- Born: 17 September 1934 Stirling, Scotland
- Died: 8 January 1999 (aged 64)
- Education: Glasgow University
- Known for: Curtis-Hay ligands
- Scientific career
- Fields: organic chemistry
- Workplaces: Victoria University of Wellington, University of Sterling, St Andrews University
- Thesis: The catalysed decarboxylation of oxaloacetic acid. (1960);
- Doctoral students: Kevin Tate

= Robert Walker Hay =

British chemist

Robert Walker Hay FRSE FRCS (1934–1999) was a British chemist. He held the chair in Chemistry at Stirling University and later St Andrews University.

==Life==

Hay went to Glasgow University to study chemistry, graduating BSc in 1956 and then later receiving a doctorate (PhD) in Carbohydrate Chemistry in 1959.

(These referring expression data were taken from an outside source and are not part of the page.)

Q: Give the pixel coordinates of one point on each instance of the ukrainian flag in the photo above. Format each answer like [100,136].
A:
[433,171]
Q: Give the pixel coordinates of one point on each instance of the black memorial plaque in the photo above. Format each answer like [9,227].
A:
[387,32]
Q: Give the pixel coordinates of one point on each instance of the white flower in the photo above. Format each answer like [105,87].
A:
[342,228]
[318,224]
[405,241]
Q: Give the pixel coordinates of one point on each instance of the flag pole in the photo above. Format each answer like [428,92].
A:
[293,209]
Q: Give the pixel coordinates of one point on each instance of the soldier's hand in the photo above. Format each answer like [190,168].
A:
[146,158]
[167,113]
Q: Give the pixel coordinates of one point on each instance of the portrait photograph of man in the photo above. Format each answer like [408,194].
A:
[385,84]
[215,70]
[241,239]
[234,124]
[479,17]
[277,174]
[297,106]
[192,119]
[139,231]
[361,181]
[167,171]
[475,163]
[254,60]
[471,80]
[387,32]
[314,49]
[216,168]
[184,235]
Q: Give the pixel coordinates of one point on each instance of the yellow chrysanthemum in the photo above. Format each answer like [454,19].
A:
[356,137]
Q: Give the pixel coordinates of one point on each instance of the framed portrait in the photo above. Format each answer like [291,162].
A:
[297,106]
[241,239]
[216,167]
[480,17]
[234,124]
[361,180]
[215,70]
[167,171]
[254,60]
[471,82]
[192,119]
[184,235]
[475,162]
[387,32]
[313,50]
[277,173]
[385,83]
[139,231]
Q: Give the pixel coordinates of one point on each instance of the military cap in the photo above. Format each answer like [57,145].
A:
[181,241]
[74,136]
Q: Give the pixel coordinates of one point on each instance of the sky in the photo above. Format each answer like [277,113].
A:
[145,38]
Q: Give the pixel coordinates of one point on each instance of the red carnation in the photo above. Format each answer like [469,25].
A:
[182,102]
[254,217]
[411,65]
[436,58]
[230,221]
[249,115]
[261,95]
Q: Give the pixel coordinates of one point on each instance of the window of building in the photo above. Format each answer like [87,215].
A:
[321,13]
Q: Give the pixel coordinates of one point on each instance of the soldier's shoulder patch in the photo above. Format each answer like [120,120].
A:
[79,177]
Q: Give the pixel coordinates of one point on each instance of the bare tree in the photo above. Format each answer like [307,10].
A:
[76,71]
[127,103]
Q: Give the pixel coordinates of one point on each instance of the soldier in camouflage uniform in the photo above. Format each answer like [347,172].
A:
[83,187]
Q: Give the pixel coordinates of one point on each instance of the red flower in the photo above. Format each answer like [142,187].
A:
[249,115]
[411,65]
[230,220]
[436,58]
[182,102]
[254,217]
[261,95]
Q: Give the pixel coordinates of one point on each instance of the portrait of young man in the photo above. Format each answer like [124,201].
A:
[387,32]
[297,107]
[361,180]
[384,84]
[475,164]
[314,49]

Hay moved to New Zealand in around 1962 to take up a post lecturing in both Organic and Inorganic Chemistry at the Victoria University of Wellington. Here, together with Neil Curtis, he formulated the Curtis-Hay ligands, a method of preparing diamines in acetone.

In 1978 Hay was elected a fellow of the Royal Society of Edinburgh. His proposers were Ronald Percy Bell, William Parker, John Michael Tedder, Charles Kemball, Evelyn Ebsworth and Roy Foster.

==The Bob Hay Lectureship==

The Bob Hay Lectureship was established by the Macrocyclic and Supramolecular Chemistry Interest Group of the Royal Society of Chemistry in 2001 in Hay's memory. The lecture is given annually by a younger chemist (within 15 years of the completion of their PhD) working in the area of macrocyclic and/or supramolecular chemistry.